İBRAHİM AYDEMİR (Erzurum) - Buna bağlı olarak da üreten bir bölgenin ekonomik dinamiği olma hevesi hemen tüm sektörlerde hâkim olmuştur. Tabii, burada kayda geçelim ki tüm bu pozitif gelişmelere paralel yürüyen ve vücut bulan okulsuz, yolsuz, elektriksiz, altyapısız bir tek mecrayı bile bırakmayan, her ile üniversite tesis eden, her ile havaalanı yapan, insanımız için dağları delerek engelleri aşan ki buna Ovit en son somut örnektir ve hakikaten yüz yıllık bir projedir, elhamdülillah bize nasip oldu bu şeref. Ortak faydamız olduğu için özellikle kayda geçiyorum bunu. Bunları yapan ak davaya mensubiyetten duyduğumu hazzı ve lezzeti hakikaten ifade eden aciz durumdayız, müthiş de bir inşirah duyuyorum bunları anlatırken, Mehmet Hocam.
BAŞKAN - Biraz da bize anlatsanız Mehmet Hoca'ya anlatmayın.
İBRAHİM AYDEMİR (Erzurum) - Hayır, Mehmet Hocam ben böyle konuşurken böyle istihzayla bakıyor, ondan dolayı şey yapıyorum, o biliyor; o lisana bir cevaptır bu.
MEHMET BEKAROĞLU (İstanbul) - Nereden çıkardın ya?
BAŞKAN - Sayın Bekaroğlu mıknatıs gibi hepimizi çekiyor yani sorun yok.
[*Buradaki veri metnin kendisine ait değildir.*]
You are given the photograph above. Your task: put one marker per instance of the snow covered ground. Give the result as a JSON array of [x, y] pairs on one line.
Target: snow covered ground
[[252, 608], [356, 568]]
İBRAHİM AYDEMİR (Erzurum) - Biz kamu görevlisinin, atama yapılırken doğuya gitmek istemediği dönemleri, biz "doğu" denildiğinde beti benzi kaçanları hiç unutmadık. Ne o günleri ne de bölgenin sosyoekonomik durumunu istismar ederek siyaset edenleri de unutmadık. Hakikaten hiç unutmadık, unutmayacağız da. İrfan coğrafyasını "çarıklı" olarak takdim edenleri de aklımızdan çıkarmayacağız.
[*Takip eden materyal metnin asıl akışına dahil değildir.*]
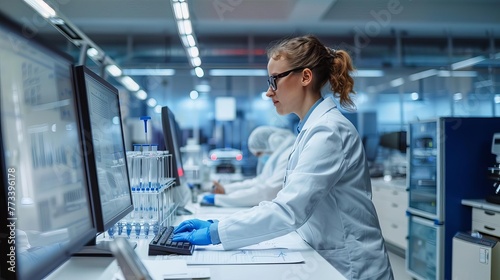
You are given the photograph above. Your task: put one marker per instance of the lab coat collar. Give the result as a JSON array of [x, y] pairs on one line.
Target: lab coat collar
[[326, 105]]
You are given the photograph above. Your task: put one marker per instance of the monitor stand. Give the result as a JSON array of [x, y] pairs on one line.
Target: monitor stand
[[494, 198], [98, 249]]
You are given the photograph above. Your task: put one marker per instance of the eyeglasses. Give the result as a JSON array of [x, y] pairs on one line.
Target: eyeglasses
[[271, 80]]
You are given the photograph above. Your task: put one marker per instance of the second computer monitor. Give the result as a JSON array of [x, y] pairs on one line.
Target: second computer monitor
[[104, 147], [170, 129]]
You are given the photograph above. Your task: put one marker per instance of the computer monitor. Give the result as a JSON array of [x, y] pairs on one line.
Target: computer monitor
[[45, 207], [104, 150], [394, 140], [171, 137]]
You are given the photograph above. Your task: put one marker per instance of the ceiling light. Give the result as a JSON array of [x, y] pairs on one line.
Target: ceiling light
[[42, 8], [190, 40], [423, 74], [141, 94], [185, 27], [129, 83], [92, 52], [152, 102], [196, 61], [149, 72], [114, 70], [397, 82], [203, 87], [177, 10], [194, 52], [194, 94], [238, 72], [158, 109], [461, 74], [497, 98], [185, 10], [199, 72], [467, 62], [369, 73]]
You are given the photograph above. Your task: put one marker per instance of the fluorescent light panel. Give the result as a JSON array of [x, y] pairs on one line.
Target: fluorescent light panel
[[423, 74], [467, 62], [369, 73], [42, 8], [461, 74], [114, 70], [397, 82], [129, 83], [148, 72], [238, 72]]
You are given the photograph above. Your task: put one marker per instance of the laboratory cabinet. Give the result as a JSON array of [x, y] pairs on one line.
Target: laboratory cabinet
[[390, 199], [448, 159]]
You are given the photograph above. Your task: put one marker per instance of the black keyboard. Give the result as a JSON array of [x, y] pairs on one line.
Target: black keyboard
[[162, 244]]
Dün, bir cami kubbesine sac göndermekle siyaset edenler ki burada hemen olayı netleştirmek istiyorum: Erzurum'da 2000 yılında yaşanmış bir hadisedir. Tarihî bir caminin kubbesini -Sayın Bakanım- onarttı bir siyasetçi, o zaman Erzurum'un böyle müteberiz bir ismiydi siyaset hayatında, haftalarca bunu anlattık biz. Ben de gazeteci olarak Erzurum'a yapılan çok özel bir iştir filan, onu teşyi ettik yani onore ettik, anlattık bir yatırım yapıldı. Samimi söylüyorum, yatırım babında bir caminin kubbesine sac yapılması vardı. Yahut, Erzurum'da stadyuma ışıklandırma sistemi gelmişti, günlerce bunu anlattık. Şimdi komik kaçıyor bunlar, "ak anlayış" bunları berhava etti. Dolayısıyla hatırlatmak lazım, hafızaları tazelemek lazım, hep de tazeleyeceğiz inşallah.
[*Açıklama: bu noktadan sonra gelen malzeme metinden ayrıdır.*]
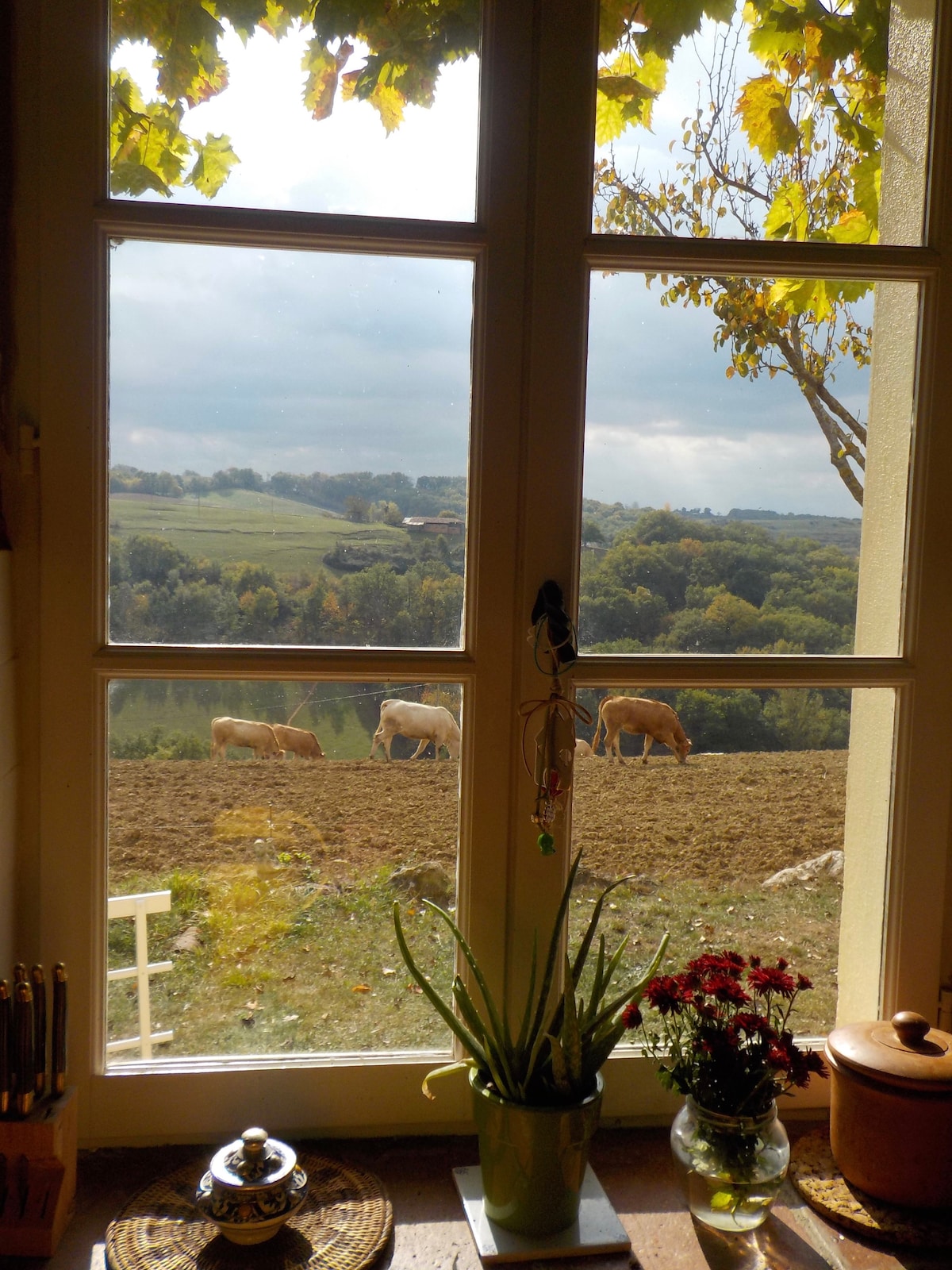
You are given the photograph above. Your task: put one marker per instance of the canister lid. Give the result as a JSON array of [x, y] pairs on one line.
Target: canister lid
[[253, 1161], [904, 1052]]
Evet, bölgeyi istismar alanı olmaktan öte değer vermeyenler, bölgesel ekonomik kaynak ve değerleri katma değer üretir hâle getiren ak kalkınma tarzı karşısında ağızsız ve dilsiz durumdadırlar. Artık Doğu Anadolu Bölgesi, istismar damarları bularak sefalet edebiyatı yapanlara sermaye arayan toplum ve siyaset mühendislerinin değil, yatırımlar yükselten, inşaattan kimyaya, makineden çevreye bölgesel donanımlı mühendislerin alanı hâline geldi.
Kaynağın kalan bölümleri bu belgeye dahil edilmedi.